From 1979 to 1989 Wilkinson was based at Aberdeen University where he was Chair of the Research Foundation for the Study of Terrorism. In 1990 he became the Director of the Research Institute for the Study of Conflict and Terrorism a successor body to the intelligence connected Institute for the Study of Conflict run by Brian Crozier. The Centre for the Study of Terrorism and Political Violence was created at St Andrews in 1993.
He 'began his career as an education officer with the RAF'
- The importance of the centre - the only one of its kind in the UK - can be gauged by its visitors, who have included Carl Bildt, the UN special envoy for the Balkans and now a member of the centre's governing board, and US Senator George Mitchell. Wilkinson's views on terrorism are constantly sought by news reporters.
- Based in a couple of tiny rooms in the attic of the university, the centre trawls around for independent information on every incident and development that could be linked to terrorism, however seemingly inconsequential. These can range from headline-grabbing international outrages to tariffs imposed on South American tuna fleets - terrorism is often related to economic activity.
- "We believe we can't analyse the trends without getting a wide range of background information," says Wilkinson. "What we eventually come up with are very polished final analyses, which we think are of great interest to industry." Companies sending staff out to hotspots can pay the centre for detailed information on such topics as al-Qaeda, Cyprus or illicit weapons transfers in South Asia.

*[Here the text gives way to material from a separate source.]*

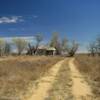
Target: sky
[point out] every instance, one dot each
(75, 19)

- Interest in the centre has inevitably heightened since September 11. "Industry now is more interested in independent research; people want objective, genuinely well-informed research based on open sources as opposed to government information ," says Wilkinson. "We don't have access to classified sources but it's amazing what we can get from open sources. Indeed, we find very often that we get a better idea of what's going on and what's going to happen than people who rely entirely on government reports." Satisfied customers include politicians from Denmark, Sweden, Germany, France, Russia, India and Japan.
References, Resources and Contact
- Wilkinson, Paul (1977) Terrorism and the Liberal State, London:Macmillan.
- Wilkinson, Paul and Stewart, Alasdair (eds) (1987) Contemporary Research on Terrorism. Aberdeen : Aberdeen University Press.
- Wilkinson, Paul (1987) Kidnap and Ransom in P Wilkinson and A Stewart, Contemporary Research on Terrorism. Aberdeen : Aberdeen University Press.
- Wilkinson, Paul (1987) 'Can a State be Terrorist?', International Affairs. 57 : 467-472.
- Wilkinson, Paul (1988) 'The Future of Terrorism', Futures. Vol 20 No 5, October : 493-504.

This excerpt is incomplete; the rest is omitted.